Skip to content

Build training metric storage and API endpoints

Refs https://redmine.teklia.com/issues/2483

We are finally building the ML model training metric system 🎉

We'll need 2 more models:

  • training.Metric
    • UUID PK
    • charfield name
    • FK towards training.ModelVersion
    • enum mode:
      • serie (default)
      • point
    • unique together on model_version + name
  • training.MetricValue
    • UUID PK
    • FK towards training.Metric
    • float value
    • datetime created
    • positive integer field nullable step
    • unique together:
      • metric + created
      • metric + step (when step is non null)

Please add an admin for MetricKey, which lists their name & model version, then has an inline for metric values (read only)

Finally, we'll build 2 API endpoints to create metrics:

  • CreateMetric that will allow a user to create a single metric + value. Its fields are:
    • name
    • value
    • model_version_id
    • mode (optional)
    • step (optional)
  • CreateMetrics that will allow a user to create multiple metrics + value at a given step/time.

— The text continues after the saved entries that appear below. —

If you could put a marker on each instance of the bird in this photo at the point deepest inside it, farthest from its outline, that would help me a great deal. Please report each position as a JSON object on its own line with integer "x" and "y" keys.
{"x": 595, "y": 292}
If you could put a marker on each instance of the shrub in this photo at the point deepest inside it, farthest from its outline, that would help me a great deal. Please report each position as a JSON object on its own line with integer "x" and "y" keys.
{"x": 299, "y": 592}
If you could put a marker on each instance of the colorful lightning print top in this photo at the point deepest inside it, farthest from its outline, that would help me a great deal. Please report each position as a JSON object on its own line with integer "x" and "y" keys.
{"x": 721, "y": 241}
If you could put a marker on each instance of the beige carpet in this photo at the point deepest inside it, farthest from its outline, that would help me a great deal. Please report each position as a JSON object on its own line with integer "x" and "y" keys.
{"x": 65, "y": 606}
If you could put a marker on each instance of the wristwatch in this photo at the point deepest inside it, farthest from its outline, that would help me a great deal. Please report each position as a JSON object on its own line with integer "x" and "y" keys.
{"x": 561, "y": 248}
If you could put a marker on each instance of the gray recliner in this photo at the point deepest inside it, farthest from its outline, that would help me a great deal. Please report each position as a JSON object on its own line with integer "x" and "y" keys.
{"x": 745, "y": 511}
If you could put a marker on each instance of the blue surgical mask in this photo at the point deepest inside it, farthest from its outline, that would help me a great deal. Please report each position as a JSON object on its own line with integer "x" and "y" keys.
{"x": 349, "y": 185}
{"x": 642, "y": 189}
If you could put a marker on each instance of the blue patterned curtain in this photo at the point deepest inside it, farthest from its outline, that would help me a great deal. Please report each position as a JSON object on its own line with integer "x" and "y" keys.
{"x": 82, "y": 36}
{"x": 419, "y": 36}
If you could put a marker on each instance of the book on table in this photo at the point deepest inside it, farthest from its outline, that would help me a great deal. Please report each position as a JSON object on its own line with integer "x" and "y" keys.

Its fields are:
    • model_version_id
    • step (optional)
    • metrics (list of dicts):
      • name
      • value
      • mode (optional)

Note: no worker version nor worker run is needed on both endpoints, as we can infer the process from the one that is building the model.

Regarding the access rights, it should be the same as creating a training process (either internal user, or contributor on the model).